Salgo de la ducha y voy al cuarto. Sobre la cama
está mi ropa, planchada, fresca, elegida por E. Camisa, pantalón, calzones,
camiseta, calcetines, zapatos, cinturón. Y sobre la mesilla del cuarto, un
plato con fruta, un sándwich, una taza de café. Dios santo, E. es la mujer
perfecta, pienso. Me visto a prisa y me siento a comer. E. está ya vestida,
lista para irse a la universidad. Será lingüista. Además de todo E. lee y será
lingüista y me superará en todo y es hermosa y tierna y soporta mi carácter y
mi modo de vida. La bendigo mentalmente. Me dice: P., me marcho, debo irme,
mucha suerte en tu trabajo. Sí, sí, contesto con la boca llena. Me besa incluso
con la boca llena. Antes de salir del cuarto se despide otra vez, esta vez con
la mano y me manda un beso.
6
Voy al trabajo a pie. Hago cerca de treinta
minutos, por todo Monterrey, hasta la Cuauhtémoc, hasta el circuito y un poco
más allá, a Lago Patzcuaro. Son las nueve con treinta. Mi hora de entrada es a
las nueve, pero jamás he llegado a esa hora. Siempre llegó después de las diez.
Me voy despacio, con calma. Miro a la gente conducir y enloquecer. Les escucho
pitar los cláxones. Son una bola de malnacidos locos y casi asesinos. Son
capaces de atropellarte con tal de avanzar un centímetro.

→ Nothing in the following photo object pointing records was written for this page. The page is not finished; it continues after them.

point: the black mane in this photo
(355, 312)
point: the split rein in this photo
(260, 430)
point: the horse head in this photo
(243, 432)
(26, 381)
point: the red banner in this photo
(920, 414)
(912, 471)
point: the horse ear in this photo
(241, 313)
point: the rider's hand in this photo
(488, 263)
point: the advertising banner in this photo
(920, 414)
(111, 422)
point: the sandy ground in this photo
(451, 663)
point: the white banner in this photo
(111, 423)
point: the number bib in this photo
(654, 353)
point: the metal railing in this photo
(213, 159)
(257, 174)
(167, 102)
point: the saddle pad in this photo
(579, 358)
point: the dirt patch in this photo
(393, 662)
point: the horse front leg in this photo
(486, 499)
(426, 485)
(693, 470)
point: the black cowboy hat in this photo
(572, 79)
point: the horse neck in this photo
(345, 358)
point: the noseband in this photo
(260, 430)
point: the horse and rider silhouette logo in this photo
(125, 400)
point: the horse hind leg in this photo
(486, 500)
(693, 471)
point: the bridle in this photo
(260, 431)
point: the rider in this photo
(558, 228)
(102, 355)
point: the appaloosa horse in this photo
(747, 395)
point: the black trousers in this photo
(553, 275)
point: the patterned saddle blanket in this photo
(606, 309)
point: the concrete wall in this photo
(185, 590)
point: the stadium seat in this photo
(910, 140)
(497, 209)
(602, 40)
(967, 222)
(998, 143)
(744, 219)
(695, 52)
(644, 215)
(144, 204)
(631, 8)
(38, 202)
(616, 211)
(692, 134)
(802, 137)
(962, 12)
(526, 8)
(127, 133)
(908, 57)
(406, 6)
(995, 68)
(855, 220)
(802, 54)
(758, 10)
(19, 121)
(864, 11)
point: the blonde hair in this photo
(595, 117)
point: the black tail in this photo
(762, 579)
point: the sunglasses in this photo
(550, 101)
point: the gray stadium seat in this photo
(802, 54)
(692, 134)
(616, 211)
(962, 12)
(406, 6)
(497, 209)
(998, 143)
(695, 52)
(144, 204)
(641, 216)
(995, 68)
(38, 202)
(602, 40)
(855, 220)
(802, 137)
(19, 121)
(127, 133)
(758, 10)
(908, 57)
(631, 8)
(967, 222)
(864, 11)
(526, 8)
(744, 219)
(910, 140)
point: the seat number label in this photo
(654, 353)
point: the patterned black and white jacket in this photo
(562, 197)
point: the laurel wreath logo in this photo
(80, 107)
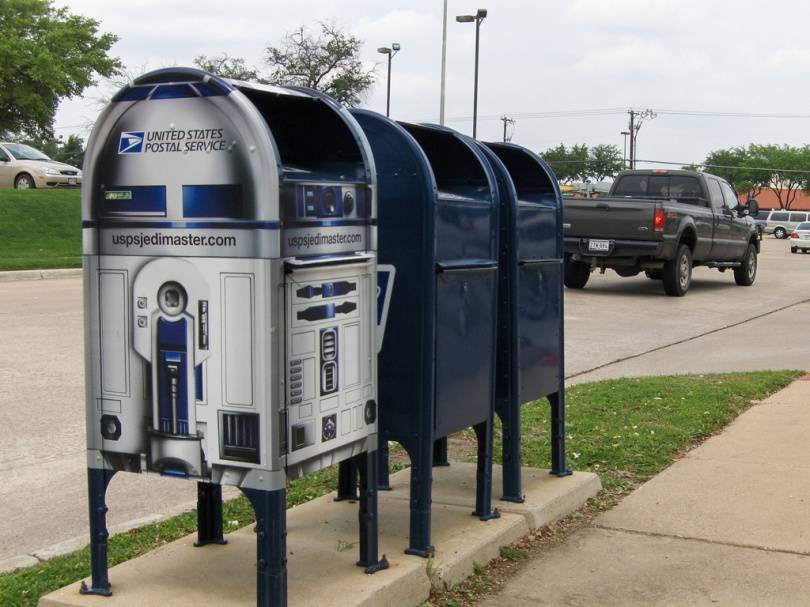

En el trabajo no me entrometo con nadie. Hago lo
mío y adiós, hijos de puta. No salgo con esa gente. A veces quieren salir a
beber o a ver el partido de México, pero me excuso bajo el pretexto de ser
abstemio. Les digo que no bebo y que no miro futbol. Lo único cierto es lo
segundo. Cuando me preguntan por mi fin de semana les miento: bien, gracias,
nada especial, un fin tranquilo, vi a mi madre y comí con mi esposa en Elks.
Eso les satisface. Un buen chico, P. Casi un santo. Jamás lo verás tirado sobre
el camellón de Viaducto, a las dos de la tarde, en domingo.